Una puerta rechina. Desde la biblioteca se arrastra una sombra más ágil, con unos gruesos lentes negros diciendo: ¡Aquí hay dos fusilados que viven!

 

MAILER: Otra víctima de Nixon, ¡es Allende!

MONSIVÁIS: Norman, compórtese. Es Rodolfo Walsh, uno de nuestros grandes maestros. El verdadero iniciador de la novela de no-ficción.

MAILER: Bullshit! Ese fue mi amigo Truman con A sangre fría, una novela inmortal.

MONSIVÁIS: La autosuficiencia cultural yanqui le impide saber que don Rodolfo urdió una obra maestra: Operación Masacre, y la hizo casi diez años antes que Capote y corriendo mayores riesgos que él.
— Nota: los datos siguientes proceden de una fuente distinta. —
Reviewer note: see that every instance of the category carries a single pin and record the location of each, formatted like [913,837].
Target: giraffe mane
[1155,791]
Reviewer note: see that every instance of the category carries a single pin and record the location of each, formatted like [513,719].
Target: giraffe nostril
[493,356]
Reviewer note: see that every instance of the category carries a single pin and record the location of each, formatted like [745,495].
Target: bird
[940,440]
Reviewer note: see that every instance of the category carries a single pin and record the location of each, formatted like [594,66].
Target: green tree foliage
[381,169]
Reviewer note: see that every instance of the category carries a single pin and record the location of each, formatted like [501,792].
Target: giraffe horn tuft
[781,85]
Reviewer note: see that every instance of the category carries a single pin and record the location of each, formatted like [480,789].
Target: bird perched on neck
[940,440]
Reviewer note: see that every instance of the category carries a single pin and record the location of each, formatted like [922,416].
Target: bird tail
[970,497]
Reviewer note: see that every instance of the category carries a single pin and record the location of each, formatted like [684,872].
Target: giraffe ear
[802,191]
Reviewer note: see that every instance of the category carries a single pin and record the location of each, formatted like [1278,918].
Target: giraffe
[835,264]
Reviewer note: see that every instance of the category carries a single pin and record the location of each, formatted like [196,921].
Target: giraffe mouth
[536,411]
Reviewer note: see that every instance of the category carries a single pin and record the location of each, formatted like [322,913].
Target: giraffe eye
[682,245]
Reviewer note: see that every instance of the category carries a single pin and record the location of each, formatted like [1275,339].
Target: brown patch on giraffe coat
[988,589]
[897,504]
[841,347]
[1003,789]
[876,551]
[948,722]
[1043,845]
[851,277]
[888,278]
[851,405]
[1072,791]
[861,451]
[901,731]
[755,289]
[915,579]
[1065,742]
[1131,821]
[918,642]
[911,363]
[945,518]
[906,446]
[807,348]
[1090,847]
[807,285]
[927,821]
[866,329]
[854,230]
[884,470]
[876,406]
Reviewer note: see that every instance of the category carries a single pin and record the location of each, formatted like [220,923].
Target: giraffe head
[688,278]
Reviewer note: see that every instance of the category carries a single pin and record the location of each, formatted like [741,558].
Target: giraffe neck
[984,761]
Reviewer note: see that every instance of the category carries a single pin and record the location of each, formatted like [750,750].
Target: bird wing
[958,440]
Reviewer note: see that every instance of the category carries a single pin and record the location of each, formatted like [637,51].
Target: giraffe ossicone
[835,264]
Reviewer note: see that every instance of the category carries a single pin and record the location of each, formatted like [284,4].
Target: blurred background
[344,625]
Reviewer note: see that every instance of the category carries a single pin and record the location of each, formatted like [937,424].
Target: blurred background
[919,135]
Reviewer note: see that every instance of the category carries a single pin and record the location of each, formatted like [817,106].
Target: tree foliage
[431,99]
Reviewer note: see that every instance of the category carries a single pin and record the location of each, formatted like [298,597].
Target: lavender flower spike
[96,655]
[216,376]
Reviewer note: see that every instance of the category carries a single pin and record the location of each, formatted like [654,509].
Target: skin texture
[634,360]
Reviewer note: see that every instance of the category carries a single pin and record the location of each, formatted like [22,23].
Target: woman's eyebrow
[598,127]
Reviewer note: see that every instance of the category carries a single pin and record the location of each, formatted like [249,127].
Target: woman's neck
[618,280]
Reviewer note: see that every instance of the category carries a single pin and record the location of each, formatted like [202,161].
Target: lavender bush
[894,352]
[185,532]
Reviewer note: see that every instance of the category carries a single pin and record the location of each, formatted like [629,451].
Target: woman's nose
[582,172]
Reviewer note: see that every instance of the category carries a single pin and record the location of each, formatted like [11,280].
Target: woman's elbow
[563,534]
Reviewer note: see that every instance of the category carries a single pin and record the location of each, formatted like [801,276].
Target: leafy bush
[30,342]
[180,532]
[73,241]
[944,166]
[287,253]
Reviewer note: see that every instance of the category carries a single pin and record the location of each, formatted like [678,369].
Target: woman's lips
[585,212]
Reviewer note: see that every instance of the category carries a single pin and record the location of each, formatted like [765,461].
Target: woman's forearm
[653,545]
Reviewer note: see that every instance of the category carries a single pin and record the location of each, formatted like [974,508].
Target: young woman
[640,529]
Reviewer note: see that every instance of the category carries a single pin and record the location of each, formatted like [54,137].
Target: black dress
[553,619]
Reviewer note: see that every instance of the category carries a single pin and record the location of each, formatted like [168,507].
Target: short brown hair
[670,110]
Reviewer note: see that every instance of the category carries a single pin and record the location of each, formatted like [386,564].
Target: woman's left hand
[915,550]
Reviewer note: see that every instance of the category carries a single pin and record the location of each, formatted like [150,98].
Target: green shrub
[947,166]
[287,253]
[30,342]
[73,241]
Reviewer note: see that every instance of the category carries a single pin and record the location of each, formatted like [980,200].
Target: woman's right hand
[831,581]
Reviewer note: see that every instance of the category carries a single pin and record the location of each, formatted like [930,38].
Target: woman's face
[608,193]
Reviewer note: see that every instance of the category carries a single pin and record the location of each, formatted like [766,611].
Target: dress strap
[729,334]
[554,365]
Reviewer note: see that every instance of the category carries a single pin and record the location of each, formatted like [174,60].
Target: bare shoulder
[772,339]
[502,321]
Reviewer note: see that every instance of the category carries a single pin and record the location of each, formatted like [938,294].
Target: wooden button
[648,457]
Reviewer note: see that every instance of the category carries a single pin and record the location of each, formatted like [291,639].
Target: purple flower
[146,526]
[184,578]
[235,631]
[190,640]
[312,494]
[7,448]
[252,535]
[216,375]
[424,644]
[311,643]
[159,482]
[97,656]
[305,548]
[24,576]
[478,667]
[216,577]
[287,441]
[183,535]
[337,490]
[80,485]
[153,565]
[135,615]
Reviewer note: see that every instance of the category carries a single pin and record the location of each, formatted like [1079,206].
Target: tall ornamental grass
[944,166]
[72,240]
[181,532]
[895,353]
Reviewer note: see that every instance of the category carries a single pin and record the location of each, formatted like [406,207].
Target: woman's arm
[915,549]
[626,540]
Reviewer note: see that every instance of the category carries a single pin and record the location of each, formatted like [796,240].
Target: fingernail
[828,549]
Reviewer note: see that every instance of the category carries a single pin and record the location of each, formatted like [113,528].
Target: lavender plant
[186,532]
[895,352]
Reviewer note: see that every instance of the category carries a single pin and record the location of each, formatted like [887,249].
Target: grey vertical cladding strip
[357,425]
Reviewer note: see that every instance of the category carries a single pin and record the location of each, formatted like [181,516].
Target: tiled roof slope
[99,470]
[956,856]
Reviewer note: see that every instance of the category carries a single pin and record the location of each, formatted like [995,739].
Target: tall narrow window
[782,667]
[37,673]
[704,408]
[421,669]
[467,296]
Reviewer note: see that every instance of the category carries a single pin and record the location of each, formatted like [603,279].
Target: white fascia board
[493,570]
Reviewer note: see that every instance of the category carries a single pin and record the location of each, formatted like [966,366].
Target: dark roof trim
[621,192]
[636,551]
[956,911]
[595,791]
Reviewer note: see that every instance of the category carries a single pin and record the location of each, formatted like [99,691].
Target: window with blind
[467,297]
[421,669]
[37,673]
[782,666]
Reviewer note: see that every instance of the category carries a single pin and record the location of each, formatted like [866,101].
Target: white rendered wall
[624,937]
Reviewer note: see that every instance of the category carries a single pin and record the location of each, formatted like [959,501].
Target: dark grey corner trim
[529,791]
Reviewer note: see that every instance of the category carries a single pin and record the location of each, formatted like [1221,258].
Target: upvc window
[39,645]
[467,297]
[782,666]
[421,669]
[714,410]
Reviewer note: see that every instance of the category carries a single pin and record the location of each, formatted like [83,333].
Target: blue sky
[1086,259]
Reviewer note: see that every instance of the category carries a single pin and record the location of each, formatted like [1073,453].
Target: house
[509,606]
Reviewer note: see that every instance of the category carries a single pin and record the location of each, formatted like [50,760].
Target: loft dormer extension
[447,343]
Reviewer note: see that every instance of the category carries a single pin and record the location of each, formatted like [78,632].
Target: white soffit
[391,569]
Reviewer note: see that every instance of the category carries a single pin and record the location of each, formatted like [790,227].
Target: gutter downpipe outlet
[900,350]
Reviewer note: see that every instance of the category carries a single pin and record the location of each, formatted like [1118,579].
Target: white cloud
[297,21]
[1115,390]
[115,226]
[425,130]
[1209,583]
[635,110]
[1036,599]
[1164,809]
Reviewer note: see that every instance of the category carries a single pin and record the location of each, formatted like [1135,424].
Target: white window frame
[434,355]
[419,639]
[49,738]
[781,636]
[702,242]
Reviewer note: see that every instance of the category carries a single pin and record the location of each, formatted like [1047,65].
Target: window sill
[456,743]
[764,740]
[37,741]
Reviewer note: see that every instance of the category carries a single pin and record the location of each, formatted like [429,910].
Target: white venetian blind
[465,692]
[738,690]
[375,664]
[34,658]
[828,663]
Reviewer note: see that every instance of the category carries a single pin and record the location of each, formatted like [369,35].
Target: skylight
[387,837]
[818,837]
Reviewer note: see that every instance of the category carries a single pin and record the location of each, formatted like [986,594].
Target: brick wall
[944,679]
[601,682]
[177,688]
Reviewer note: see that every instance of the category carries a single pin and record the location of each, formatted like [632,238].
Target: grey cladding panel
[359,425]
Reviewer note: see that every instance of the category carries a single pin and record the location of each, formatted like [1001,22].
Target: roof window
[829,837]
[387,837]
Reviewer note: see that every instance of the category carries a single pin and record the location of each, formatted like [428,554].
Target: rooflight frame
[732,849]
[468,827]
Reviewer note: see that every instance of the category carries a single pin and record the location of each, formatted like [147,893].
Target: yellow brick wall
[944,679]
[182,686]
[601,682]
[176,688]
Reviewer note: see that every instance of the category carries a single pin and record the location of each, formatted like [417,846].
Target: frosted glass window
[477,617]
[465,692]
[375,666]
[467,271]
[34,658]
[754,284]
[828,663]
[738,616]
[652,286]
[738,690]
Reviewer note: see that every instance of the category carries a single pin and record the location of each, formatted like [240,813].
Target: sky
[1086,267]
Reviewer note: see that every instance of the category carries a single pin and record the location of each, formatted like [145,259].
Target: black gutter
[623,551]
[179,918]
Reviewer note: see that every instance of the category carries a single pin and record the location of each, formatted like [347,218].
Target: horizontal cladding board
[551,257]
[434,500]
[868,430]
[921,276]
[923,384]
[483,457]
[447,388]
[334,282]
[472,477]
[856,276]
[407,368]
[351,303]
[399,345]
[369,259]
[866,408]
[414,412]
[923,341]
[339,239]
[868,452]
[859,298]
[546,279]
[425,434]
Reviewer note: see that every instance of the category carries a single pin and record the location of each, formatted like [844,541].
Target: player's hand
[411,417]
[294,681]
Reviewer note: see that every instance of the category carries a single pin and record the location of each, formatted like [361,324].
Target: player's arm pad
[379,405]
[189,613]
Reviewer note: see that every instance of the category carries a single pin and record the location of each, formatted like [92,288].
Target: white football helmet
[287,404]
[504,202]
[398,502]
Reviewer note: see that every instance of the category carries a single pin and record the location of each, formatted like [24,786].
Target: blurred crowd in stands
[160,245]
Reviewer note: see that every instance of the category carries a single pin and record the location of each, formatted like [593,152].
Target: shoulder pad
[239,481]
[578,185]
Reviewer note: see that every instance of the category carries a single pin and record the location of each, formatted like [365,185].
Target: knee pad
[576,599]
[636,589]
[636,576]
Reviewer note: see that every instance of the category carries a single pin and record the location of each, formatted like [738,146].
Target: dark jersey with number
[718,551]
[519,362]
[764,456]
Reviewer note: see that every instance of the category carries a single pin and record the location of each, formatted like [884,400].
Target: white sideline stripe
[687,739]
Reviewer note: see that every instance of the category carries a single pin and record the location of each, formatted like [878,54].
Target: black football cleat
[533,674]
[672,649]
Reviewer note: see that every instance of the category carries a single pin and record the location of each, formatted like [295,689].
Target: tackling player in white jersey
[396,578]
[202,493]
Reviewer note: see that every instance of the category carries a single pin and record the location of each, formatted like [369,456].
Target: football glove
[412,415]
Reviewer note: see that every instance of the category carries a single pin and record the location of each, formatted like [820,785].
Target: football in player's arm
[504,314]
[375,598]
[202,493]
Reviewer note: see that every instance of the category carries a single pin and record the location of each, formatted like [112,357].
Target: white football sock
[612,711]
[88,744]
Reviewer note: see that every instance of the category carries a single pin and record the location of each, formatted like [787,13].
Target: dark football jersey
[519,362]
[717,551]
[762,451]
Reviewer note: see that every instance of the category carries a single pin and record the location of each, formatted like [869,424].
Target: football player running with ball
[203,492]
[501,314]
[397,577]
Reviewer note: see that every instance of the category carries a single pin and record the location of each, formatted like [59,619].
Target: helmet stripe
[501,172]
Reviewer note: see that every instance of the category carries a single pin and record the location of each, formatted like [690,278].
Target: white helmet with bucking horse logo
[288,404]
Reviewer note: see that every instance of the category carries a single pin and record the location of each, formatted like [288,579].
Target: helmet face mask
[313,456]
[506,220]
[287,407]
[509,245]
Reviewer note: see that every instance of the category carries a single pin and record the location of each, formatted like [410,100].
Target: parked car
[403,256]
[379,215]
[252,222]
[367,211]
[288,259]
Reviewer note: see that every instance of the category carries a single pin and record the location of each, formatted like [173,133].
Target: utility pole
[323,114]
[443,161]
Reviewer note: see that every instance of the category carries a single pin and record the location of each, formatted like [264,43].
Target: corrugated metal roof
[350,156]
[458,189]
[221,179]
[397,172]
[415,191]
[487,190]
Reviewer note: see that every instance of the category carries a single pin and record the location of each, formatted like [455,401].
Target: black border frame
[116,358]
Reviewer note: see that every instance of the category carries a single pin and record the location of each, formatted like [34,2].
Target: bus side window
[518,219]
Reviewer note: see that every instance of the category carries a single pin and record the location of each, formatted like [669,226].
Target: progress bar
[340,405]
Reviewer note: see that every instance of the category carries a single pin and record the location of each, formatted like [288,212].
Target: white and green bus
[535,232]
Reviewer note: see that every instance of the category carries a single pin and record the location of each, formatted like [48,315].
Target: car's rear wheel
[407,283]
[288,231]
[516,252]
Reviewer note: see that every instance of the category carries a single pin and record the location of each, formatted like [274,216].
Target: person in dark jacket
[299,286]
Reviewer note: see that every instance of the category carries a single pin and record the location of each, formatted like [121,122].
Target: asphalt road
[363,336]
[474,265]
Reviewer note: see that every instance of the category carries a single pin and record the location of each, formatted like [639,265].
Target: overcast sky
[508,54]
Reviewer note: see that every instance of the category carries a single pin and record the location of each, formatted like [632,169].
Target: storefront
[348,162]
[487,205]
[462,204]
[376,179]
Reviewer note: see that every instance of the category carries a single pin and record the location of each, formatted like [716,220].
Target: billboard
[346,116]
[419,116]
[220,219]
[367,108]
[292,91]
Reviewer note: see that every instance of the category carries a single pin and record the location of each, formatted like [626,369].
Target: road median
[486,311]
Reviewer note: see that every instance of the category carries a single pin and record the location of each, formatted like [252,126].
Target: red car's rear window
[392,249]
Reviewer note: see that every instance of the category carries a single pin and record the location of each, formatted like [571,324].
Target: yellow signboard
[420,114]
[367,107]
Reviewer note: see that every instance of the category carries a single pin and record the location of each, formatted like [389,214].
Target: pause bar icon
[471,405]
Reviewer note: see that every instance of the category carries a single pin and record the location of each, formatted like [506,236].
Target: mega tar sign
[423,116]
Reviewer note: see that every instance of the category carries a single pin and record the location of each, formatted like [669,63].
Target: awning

WALSH: Hasta hace poco han empezado a reivindicarme en ese podio. En 2017, la UNAM publicó mi Operación Masacre en una espléndida y digna reedición y ahora aparezco hasta en la global Wikipedia. Pero, ¡qué importa quién fue precursor de quién! A mí no me dio tiempo de nada más. A mí segaron casi de raíz. A mí no dejaron apelar a un tribunal por cinco días de cárcel en una marcha pacífica. A mí la verdadera noche del pentágono me engulló para siempre en su tiniebla sudamericana…

 

De pronto se oyen las botas de la policía bancaria acercándose…

 

MONSIVÁIS: Vámonos ipso facto. No nos vayan a llevar a los separos. Mailer, no querrá usted que lo vuelvan a detener. Sobre todo, ahora que no hay cámaras de televisión ni reporteros…

MAILER: Me interesa más nuestro amigo Walsh. ¿Rodolfo, verdad? Qué bien suena en español. No como la voz inglesa Rudolf que me recuerda a ese horrendo alcalde… Verá, Walsh, una vez en Nueva York yo…

 

Las voces se pierden en la oscuridad antes del cálido amanecer del 4 de mayo de 2038…

  1. Carlos Monsiváis, Antología de la crónica en México, Ciudad de México, UNAM, 1979, p. 209.
  2. Ambas citas provienen de Norman Mailer, Los ejércitos de la noche, trad. de Jesús Zulaika Goycochea, Barcelona, Anagrama, 2020, ebook.